Tuesday, January 14, 2020, 7:45 am
By: 
Patty Bonito

Above: A pooch named Evelyn running in the Northern Tail Dog Park in July 2019. (Photo by Raymond Holt)

Should East Lansing residents be allowed to walk their dogs within the City limits without physical leashes if they use electronic leashes?

Mayor Ruth Beier doesn’t think so, and she is asking City Council to consider an ordinance to require that all dogs to be in control on a physical leash “upon any public sidewalk, street, or any other public property” except in any designated dog park.

Council is set to take up the matter at its meeting on January 21.

Currently, there are two sections of the City Code that address dogs and leashes, and they seem to contradict.

One exists in the portion of the Code dealing with “keeping domestic animals and fowl; feeding stray cats; leashes for dogs.” That currently states that, within City limits, dogs must be held by a person with a leash or electric leash except as may be otherwise permitted by park rules.

The other, which appears in the portion of the Code regulating Parks and Recreation, specifically governs dogs in parks. That currently states, “No dogs are permitted in any park unless on a leash that does not exceed eight feet in length held by a responsible person. Dogs in violation of this section may be impounded and the owner shall be in violation of this Code.”

So the first seems to allow electronic leashes, while the second appears not to allow them because it requires a physical leash.

Beier is looking to clear this up by clearly requiring physical leashes in all public places, except designated dog parks (of which the City currently has one: the Northern Tail Dog Park).

What exactly is an electronic leash?

“Electric leash is not defined by the Code,” Erin Housefield, an attorney in the office of City Attorney Tom Yeadon, told ELi.

But, Housefield says, it is her office’s opinion that the phrase “electronic leash” refers to a device worn on the animal’s collar and connected wirelessly to a device held by a person walking the dog.

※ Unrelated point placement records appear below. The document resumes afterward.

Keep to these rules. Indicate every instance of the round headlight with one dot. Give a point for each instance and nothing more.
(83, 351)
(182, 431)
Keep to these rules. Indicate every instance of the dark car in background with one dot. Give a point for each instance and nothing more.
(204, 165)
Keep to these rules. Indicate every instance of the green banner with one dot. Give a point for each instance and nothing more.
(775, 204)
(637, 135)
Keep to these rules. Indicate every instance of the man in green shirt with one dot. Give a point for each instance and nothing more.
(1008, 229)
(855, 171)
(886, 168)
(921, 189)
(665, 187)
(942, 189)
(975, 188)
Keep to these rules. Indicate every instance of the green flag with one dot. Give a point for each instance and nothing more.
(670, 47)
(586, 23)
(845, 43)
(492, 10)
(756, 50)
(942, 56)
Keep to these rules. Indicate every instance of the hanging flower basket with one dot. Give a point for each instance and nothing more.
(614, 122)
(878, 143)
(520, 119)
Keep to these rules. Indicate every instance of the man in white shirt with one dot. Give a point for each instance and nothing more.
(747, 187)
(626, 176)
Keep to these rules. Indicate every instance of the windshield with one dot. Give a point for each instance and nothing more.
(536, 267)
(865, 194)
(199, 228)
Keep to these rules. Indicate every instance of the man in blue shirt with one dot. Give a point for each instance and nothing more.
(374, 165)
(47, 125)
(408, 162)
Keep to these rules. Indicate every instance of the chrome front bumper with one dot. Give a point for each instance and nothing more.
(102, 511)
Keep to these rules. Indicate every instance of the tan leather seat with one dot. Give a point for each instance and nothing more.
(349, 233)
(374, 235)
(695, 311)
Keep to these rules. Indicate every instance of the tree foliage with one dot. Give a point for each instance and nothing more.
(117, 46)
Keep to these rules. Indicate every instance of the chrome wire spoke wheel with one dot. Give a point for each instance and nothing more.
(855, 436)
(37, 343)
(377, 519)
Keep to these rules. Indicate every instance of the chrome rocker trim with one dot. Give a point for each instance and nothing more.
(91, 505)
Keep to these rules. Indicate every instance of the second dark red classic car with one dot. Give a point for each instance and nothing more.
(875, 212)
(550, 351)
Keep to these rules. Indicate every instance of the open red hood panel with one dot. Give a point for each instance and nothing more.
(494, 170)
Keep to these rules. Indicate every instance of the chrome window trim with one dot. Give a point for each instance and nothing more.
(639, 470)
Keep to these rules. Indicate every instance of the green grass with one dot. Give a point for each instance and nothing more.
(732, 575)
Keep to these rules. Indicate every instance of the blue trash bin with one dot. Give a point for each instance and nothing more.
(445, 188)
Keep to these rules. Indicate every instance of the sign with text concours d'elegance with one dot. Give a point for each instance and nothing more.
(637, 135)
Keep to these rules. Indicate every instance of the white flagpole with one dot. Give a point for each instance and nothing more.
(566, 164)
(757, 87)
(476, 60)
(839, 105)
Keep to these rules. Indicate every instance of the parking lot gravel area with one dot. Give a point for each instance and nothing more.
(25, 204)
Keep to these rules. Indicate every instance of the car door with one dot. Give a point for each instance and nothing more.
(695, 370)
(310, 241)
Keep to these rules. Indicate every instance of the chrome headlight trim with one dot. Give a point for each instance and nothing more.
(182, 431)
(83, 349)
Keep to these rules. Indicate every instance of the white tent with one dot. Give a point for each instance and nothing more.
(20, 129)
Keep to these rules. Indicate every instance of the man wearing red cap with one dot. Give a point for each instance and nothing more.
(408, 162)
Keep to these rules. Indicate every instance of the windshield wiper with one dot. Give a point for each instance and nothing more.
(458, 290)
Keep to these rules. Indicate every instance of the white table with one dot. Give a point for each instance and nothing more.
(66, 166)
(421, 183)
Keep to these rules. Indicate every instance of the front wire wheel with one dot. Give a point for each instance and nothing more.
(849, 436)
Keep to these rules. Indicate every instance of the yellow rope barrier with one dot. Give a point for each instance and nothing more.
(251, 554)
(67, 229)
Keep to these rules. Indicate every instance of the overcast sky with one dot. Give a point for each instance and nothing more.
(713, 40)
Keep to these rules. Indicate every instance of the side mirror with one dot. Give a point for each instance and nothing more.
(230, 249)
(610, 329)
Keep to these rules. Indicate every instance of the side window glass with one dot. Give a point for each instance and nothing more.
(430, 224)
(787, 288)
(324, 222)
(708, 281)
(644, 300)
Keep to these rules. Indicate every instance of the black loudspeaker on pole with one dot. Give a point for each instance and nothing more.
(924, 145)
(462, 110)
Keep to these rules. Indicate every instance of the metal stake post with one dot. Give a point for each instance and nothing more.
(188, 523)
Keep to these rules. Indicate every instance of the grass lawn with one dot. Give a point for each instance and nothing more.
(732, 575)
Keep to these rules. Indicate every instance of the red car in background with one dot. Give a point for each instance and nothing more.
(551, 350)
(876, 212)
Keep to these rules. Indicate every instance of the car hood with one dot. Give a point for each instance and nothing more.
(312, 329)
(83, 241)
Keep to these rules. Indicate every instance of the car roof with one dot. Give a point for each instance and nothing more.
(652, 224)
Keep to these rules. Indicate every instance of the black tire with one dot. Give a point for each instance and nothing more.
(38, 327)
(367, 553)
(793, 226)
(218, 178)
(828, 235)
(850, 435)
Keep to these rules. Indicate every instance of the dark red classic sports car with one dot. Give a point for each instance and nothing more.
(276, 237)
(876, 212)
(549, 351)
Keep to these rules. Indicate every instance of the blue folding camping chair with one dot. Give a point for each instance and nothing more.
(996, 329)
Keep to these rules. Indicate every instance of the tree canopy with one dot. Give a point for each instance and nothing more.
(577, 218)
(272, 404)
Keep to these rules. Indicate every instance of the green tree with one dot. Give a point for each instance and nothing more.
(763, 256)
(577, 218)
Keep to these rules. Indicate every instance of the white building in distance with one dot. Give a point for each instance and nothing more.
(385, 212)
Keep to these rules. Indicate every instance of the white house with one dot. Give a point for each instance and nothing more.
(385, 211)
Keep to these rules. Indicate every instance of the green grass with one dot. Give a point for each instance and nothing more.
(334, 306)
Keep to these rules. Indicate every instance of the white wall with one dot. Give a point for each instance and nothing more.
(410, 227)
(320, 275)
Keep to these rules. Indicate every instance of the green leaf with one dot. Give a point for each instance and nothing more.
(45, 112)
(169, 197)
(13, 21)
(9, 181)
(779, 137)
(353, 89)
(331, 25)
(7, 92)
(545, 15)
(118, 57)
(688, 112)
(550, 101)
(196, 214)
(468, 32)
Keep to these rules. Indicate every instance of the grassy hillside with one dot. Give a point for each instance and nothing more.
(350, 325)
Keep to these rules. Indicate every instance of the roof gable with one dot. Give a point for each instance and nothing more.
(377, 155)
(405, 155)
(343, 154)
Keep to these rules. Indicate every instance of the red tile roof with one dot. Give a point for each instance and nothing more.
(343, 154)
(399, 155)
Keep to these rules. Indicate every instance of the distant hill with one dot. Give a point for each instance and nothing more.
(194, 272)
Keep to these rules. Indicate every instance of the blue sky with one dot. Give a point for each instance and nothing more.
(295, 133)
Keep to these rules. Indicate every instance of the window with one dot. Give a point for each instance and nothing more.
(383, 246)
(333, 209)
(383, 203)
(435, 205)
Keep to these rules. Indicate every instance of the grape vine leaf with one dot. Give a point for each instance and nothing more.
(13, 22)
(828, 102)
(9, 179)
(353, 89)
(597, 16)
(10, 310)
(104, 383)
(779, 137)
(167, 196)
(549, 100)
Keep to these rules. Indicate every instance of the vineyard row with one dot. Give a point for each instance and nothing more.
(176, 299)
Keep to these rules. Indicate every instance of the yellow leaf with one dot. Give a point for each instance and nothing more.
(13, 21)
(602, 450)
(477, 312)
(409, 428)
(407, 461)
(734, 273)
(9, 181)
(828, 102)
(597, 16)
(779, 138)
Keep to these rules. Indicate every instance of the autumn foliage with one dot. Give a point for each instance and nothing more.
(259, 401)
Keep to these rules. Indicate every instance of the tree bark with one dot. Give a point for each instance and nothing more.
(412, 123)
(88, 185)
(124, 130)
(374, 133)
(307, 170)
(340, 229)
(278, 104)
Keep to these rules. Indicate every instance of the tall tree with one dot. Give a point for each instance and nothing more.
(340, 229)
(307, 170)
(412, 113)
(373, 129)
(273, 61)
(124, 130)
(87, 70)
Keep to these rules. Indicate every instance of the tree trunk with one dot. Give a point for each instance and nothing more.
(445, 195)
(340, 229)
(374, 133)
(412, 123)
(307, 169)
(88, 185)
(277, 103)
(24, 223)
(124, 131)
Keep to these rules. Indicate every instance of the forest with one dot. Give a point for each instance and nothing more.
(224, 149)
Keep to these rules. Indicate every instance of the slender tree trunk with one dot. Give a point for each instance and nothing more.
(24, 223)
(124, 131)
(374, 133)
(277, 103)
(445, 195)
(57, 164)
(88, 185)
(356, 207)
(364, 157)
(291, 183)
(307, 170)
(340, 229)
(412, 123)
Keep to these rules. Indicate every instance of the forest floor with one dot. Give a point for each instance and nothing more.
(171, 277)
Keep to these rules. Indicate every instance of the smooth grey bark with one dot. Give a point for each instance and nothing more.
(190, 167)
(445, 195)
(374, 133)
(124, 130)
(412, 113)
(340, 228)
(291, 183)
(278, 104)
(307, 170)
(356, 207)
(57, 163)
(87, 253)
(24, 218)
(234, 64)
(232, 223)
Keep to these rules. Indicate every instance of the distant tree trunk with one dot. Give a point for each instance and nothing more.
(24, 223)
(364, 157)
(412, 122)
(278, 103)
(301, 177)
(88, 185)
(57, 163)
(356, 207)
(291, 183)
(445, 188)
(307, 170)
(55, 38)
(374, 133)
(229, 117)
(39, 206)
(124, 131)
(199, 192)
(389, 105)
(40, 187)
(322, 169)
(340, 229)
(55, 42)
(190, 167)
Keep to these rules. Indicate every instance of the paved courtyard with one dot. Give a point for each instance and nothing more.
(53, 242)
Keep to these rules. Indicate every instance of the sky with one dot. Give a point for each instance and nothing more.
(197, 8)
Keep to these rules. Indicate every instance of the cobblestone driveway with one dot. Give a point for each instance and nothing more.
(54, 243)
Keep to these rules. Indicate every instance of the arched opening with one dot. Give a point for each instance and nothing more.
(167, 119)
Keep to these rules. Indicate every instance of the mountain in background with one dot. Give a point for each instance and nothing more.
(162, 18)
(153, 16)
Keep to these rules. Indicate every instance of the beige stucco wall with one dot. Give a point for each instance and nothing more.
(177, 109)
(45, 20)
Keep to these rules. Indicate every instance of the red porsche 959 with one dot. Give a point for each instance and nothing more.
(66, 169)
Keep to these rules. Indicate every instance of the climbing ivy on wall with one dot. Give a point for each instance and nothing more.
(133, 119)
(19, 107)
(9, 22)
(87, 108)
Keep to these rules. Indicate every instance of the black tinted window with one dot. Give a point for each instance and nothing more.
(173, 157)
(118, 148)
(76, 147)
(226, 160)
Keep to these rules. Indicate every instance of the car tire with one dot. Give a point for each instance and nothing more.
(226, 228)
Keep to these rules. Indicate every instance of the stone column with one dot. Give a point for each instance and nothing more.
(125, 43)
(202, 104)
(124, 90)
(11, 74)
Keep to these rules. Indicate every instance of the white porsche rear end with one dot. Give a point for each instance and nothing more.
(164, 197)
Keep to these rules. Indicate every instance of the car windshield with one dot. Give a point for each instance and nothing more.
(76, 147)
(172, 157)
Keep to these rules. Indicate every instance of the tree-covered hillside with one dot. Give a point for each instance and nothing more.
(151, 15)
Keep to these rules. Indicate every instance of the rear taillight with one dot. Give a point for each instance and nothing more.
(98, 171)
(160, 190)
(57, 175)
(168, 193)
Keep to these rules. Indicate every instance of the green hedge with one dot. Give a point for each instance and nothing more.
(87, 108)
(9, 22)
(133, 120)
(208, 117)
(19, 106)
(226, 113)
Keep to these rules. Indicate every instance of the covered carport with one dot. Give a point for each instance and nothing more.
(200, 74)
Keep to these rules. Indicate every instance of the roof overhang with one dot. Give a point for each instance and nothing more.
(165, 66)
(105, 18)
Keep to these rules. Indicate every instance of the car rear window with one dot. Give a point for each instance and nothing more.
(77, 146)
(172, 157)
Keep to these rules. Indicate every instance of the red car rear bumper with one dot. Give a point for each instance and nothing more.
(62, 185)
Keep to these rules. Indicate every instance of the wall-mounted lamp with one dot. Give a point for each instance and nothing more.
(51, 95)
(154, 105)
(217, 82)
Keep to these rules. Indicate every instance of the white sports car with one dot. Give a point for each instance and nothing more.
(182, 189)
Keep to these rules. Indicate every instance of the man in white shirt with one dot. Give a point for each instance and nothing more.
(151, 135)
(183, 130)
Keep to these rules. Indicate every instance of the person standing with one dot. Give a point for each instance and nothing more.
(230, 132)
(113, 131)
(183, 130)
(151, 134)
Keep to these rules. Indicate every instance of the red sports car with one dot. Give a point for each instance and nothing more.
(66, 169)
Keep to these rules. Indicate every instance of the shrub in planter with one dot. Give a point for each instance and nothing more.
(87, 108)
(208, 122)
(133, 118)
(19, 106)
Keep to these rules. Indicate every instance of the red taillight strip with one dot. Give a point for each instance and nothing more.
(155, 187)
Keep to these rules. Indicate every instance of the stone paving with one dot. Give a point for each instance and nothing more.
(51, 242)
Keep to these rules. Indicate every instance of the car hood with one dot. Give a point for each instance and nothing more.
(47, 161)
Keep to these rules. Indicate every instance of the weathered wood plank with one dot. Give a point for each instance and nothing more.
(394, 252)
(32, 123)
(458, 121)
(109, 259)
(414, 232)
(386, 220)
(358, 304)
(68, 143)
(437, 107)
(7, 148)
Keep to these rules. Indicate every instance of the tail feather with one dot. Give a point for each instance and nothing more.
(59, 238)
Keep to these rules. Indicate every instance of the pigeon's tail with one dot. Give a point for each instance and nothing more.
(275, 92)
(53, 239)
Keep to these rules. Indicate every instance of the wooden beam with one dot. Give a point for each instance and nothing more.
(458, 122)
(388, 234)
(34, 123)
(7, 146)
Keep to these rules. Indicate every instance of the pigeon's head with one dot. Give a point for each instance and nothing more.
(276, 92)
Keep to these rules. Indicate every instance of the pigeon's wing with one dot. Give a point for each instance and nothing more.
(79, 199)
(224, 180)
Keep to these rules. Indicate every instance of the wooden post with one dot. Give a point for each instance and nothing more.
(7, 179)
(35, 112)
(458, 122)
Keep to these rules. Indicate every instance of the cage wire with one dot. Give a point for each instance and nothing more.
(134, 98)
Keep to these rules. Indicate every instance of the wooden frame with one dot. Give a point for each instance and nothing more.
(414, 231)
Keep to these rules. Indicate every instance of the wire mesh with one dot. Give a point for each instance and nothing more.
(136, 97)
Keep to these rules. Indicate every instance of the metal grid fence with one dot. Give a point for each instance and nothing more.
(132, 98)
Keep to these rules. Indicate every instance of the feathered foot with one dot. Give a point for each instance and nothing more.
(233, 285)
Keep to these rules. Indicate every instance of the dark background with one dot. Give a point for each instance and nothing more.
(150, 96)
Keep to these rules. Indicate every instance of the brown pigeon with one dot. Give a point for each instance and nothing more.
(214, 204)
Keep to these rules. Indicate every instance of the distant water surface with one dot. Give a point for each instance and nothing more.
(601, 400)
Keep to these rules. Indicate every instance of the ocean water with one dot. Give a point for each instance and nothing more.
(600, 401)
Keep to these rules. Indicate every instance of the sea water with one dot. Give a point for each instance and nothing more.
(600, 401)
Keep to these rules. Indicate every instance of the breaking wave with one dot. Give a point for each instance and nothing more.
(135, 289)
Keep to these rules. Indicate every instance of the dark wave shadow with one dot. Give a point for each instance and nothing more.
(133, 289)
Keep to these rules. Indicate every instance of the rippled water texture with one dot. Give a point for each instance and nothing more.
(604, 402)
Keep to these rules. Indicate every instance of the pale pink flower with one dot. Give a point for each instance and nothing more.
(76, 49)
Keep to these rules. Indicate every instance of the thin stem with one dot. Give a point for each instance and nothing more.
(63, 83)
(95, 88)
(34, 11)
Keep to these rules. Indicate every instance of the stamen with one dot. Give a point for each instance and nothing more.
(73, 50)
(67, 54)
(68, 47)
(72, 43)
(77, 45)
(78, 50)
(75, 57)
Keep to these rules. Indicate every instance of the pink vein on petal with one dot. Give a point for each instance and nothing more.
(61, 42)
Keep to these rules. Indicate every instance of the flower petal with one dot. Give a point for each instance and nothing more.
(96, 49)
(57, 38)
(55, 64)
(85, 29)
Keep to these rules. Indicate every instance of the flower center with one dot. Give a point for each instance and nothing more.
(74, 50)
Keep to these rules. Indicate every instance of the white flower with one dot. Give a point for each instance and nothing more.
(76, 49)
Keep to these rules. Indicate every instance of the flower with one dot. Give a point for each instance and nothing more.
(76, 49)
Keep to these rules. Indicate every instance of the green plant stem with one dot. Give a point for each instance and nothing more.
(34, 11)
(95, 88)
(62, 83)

With these devices, if the person controlling the dog presses a button on a remote-control device, the dog receives an electric shock through the collar. The dog must be trained to respond to the shock, and the person must be trained to use it, to be effective.

Electronic leashes may allow for greater freedom for the animal. But if “the responsible person is not monitoring the dog or is too far away to activate the device, then the person may cited as if the dog is unleashed,” Housefield said.

If the ordinance change Beier seeks goes through, dogs being walked will have to be on physical leashes and not electronic leashes.

“It is something I have been hearing about more and more lately,” Beier said in an email to ELi. “It also came up at the Council of Neighborhood Presidents meeting” in November, shortly after Beier was elected Mayor of East Lansing.

At that meeting, Beier, a dog owner, said that she believes electronic leashes are both cruel and ineffective. She also noted it is difficult for a passer-by to know if a dog is being controlled by someone else on an electronic leash.

She said she saw the change in the law as necessary to protecting both dogs and people.

City Council will accept public comment on this (or any) issue at its meetings during the designated “communications” portion of meetings. This particular issue will be discussed at the January 21 meeting which begins at 7 p.m. in City Hall’s second floor courtroom. Written comments can be sent to council@cityofeastlansing.com.

Alice Dreger contributed reporting from the Council of Neighborhood Presidents meeting.